Vicki Hyman, Staff Writer
CHARLOTTE -- Reaction to Janet Jackson's breast popped up all around the annual National Religious Broadcasters convention this week, with calls for stricter indecency enforcement, stiffer fines and even toughening federal regulation over cable channels.
The broadcasters association, a Christian group that represents 1,700 organizations, may suggest legislation to Congress or petition the Federal Communications Commission for a new rule that would require cable systems to let customers block offending channels at no cost to themselves, said Ashton Hardy, a lawyer who represents the association and a member of its board of directors.
Currently, cable channels are not required to follow the same decency standards set up for over-the-air broadcasters, because customers have to opt to bring cable into their homes. If customers want to block a channel, Hardy said, the cable company typically requires them to pay for the filter.
By empowering viewers to reject offensive programming, he said, certain channels might hemorrhage viewers and the cable networks might replace them with more suitable programming. U.S. Rep. Richard Burr, a Republican from Winston-Salem, later backed the same proposal in a separate session on public policy and the state of religious broadcasting.

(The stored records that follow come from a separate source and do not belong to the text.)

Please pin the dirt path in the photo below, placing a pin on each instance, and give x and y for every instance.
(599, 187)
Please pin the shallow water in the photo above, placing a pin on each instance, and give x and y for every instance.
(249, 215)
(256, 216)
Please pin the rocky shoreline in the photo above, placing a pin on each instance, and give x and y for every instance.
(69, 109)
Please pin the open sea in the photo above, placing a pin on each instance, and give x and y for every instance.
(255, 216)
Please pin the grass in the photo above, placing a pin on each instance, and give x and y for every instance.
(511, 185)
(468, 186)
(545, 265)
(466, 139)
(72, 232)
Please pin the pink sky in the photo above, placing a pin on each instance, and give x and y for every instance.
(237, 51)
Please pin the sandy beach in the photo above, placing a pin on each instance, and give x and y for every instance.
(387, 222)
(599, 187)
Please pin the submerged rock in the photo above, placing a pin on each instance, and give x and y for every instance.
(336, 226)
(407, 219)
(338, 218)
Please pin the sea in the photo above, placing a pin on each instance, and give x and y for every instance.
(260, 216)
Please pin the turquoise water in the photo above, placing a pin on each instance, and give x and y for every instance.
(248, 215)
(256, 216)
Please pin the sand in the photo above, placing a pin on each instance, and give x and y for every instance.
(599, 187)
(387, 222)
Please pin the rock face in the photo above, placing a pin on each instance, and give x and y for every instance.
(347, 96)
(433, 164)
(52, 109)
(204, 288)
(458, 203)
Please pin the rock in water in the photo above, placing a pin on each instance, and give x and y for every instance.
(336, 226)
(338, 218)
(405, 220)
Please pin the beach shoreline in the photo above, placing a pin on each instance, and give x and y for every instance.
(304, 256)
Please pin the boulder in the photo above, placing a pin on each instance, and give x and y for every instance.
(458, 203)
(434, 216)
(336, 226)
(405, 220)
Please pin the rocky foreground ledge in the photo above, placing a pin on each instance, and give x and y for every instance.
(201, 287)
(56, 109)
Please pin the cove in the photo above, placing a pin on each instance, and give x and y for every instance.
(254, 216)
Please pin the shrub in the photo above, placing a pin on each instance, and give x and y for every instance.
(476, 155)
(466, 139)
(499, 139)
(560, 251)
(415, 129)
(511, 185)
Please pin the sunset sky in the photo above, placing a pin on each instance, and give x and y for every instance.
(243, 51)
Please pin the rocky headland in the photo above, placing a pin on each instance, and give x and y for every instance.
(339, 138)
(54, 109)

Some convention-goers simply wanted to see more activity by the FCC, particularly in the cable arena. Most television viewers receive the broadcast networks through cable or satellite systems anyway, said Richard Dean, the president of independent television station WFMZ in Allentown, Pa., so it's hypocritical to apply standards to one and not the other. "The FCC is acting as if they were impotent," he said. "We're feeding poison to our children."
The convention included a special session on federal indecency regulation that was supposed to focus on the FCC's recent decision that the use of a certain four-letter word during the 2003 Golden Globes broadcast was not indecent. FCC staffers reasoned that singer Bono used the word as an exclamatory adjective, not as a sexual reference.
But even fresher was the outrage surrounding Jackson's "wardrobe malfunction" at the Super Bowl earlier this month.
"I'd like to believe it was a wake-up call," said Laura Lowery, of the Malverne, N.Y., Love Oasis Christian Church, a nondenominational church that broadcasts religious programming in the New York City area.
The Super Bowl incident may have lent momentum to the movement to restore stricter enforcement of indecency standards. The FCC's approach has veered from the strict suppression of specific words to a more liberal approach that looks at the context of the questionable language or action, according to Rosemary Harold, a lawyer with Wiley, Rein & Fielding, the association's Washington counsel.
Within a few months, the FCC has gone from accepting foul language at the Golden Globes to an immediate call for hearings into the Super Bowl incident. In the interim, legislators have submitted bills that would provide automatic punishment for broadcasting certain words and increasing fines tenfold, up to $275,000 per violation. The FCC also has fined two broadcasters for indecency violations, and an overturning of the Golden Globes decision is imminent, NRB lawyers say.
In the session on public policy and the state of religious broadcasting, U.S. Rep. Mike McIntyre, a Democrat from Lumberton, told conventioneers that cable companies have to have their contracts approved by municipal governments. "Ask them why they are signing contracts with purveyors of pornography."